Nate Meyvis

First thoughts about token limits

Bloomberg reports that Uber is capping employees' token spending at $1,500 per tool. Here is Simon Willison commenting. He notes that his own usage, were he not on a subsidized individual plan, would come out to approximately $1,000 per month on each of two tools.

I am neither Simon Willison nor an engineer at Uber, but $2,000 of tokens per month sounds broadly correct for someone who is a full-time, AI-forward engineer. My own usage has a lot to do with how often given tasks let me /clear, and some of my planning / thinking time these days is using zero tokens, but that certainly seems like the right order of magnitude for doing a certain style of work (see below) day in and day out.

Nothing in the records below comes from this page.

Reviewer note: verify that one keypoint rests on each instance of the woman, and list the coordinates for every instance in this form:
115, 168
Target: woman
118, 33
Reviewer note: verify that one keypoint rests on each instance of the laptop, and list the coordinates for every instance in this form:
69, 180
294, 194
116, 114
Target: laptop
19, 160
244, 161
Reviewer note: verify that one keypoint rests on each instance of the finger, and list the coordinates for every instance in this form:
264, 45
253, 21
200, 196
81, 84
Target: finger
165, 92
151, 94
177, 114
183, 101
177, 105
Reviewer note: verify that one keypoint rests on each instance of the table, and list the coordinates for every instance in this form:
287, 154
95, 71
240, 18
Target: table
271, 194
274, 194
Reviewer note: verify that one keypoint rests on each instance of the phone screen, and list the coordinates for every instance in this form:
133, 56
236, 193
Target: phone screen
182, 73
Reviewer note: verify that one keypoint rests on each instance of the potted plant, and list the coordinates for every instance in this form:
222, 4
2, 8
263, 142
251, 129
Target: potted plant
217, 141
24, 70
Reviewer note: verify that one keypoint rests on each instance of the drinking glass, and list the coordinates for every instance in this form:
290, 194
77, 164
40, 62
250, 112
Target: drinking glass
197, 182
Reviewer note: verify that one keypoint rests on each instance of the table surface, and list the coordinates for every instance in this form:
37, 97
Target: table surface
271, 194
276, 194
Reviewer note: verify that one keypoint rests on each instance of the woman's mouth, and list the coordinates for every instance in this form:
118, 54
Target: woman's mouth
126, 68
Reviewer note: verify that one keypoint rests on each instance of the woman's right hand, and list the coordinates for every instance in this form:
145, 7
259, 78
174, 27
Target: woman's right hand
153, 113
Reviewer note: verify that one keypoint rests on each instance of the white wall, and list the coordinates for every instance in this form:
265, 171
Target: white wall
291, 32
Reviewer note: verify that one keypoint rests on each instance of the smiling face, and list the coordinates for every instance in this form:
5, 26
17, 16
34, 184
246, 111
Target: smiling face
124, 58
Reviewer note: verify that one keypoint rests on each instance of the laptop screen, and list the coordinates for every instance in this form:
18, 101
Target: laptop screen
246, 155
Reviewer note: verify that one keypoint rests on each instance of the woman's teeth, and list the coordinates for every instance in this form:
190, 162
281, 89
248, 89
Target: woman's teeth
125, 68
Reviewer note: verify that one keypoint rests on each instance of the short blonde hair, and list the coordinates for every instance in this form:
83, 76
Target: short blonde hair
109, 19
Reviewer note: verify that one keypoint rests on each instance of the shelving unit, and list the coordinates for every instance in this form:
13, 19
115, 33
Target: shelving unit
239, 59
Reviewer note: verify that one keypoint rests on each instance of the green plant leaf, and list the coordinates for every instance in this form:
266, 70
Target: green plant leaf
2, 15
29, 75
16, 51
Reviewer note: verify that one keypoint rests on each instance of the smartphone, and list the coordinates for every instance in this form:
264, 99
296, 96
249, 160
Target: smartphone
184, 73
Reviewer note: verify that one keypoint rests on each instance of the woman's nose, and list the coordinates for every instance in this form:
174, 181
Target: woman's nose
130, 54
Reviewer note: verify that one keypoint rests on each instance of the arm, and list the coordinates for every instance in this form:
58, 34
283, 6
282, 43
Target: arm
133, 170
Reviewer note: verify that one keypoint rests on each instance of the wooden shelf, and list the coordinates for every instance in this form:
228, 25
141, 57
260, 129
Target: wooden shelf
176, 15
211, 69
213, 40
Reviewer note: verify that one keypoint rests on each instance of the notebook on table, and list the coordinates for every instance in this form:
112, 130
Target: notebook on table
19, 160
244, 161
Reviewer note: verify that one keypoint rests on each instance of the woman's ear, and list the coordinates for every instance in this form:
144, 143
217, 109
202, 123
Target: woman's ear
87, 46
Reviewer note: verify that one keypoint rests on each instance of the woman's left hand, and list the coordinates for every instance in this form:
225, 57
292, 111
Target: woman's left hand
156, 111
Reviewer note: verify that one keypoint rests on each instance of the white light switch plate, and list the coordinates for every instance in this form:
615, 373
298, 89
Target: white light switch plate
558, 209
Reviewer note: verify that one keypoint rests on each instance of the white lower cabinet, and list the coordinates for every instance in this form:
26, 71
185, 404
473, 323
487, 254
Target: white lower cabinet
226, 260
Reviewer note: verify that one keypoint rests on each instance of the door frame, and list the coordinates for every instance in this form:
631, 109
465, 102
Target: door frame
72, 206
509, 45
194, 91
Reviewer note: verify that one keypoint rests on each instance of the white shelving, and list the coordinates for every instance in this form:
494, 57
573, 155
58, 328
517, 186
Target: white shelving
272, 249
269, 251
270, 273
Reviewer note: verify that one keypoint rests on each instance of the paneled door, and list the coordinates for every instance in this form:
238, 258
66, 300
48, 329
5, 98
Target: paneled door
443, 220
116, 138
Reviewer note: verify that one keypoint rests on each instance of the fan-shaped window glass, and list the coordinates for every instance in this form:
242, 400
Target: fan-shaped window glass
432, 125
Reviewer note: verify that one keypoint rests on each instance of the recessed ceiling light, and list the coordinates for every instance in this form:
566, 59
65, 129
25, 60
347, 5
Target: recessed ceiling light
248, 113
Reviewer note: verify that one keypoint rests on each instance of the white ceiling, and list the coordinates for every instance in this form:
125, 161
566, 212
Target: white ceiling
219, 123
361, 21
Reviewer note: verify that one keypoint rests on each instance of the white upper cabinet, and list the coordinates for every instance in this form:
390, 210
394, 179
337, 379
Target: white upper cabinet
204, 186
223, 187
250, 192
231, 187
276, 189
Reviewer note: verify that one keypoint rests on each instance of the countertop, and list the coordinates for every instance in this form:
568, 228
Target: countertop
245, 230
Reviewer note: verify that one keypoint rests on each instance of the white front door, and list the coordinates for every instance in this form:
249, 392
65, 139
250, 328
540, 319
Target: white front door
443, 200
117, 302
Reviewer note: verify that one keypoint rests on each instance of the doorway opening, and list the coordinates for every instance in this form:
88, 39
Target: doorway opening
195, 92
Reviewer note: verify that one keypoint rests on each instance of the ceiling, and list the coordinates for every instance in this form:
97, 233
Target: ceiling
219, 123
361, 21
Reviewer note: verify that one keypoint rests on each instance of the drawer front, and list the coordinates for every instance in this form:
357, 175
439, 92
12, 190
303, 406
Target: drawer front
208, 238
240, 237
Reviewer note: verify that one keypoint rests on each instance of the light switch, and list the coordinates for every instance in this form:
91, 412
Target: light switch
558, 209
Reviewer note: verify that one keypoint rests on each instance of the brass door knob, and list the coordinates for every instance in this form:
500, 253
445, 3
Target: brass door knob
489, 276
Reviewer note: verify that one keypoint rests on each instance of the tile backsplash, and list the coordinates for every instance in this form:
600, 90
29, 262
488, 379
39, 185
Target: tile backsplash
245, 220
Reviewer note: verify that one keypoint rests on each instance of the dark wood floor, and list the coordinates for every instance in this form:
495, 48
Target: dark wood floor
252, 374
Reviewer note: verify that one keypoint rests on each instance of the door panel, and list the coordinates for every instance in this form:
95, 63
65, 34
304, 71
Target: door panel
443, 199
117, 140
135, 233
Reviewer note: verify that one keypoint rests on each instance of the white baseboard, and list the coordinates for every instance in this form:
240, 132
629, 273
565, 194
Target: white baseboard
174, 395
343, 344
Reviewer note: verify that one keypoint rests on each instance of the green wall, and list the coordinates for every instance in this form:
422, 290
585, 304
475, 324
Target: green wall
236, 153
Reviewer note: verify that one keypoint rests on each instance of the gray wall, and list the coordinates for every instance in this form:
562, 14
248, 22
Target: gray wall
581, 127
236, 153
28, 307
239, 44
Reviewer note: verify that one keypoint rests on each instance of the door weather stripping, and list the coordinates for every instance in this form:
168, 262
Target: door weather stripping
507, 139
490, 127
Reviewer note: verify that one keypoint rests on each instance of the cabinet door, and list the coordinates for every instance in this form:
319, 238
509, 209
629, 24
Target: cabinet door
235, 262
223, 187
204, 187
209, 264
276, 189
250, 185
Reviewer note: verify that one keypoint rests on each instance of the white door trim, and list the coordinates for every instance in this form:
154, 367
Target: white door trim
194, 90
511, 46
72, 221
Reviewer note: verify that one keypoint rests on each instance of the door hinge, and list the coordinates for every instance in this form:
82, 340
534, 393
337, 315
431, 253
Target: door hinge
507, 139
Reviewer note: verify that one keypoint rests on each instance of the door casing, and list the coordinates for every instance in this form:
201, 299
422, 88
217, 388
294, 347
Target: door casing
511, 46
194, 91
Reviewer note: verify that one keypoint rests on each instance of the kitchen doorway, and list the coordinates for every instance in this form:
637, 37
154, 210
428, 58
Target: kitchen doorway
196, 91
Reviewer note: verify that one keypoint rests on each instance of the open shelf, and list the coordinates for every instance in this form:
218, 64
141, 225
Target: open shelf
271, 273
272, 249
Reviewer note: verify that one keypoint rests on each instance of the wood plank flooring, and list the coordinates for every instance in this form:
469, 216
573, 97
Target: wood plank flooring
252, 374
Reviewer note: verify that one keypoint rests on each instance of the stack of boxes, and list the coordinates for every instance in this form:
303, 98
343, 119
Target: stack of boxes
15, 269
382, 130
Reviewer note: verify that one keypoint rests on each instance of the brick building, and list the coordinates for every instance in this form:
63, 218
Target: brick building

Simon (reasonably) focuses on token costs as they compare to salary costs,1 but I'm tempted to think in a different direction:

There's a limit to how many tokens you can use in a certain kind of programming, where you're juggling a bunch of terminal windows and are thinking about what's going on in each of them. If you're /clearing anywhere near as often as you should be, you're constrained by some combination of your attention, your thinking speed, the tools' speed, typing speed, and so on. I'm sure there are many Uber engineers with more stamina than I have (it's important!), who understand their domains more fluently, and so on. But there's a certain kind of modern engineering work (call it "type-I work") where the programmer is directly or semi-directly managing a set of tasks. That kind of work has bandwidth limits, and I strongly suspect that the Uber policy will not throttle you in it, even if you are very hard-working and very AI-forward.

Not all work, of course, is of the sort I just described. You might launch massively parallel testing jobs, large research projects, iterative data-management or -analysis sessions, and other things that have effectively unbounded scope. These projects (call them "type-II work") might be valuable, but it makes sense to apply different criteria to them.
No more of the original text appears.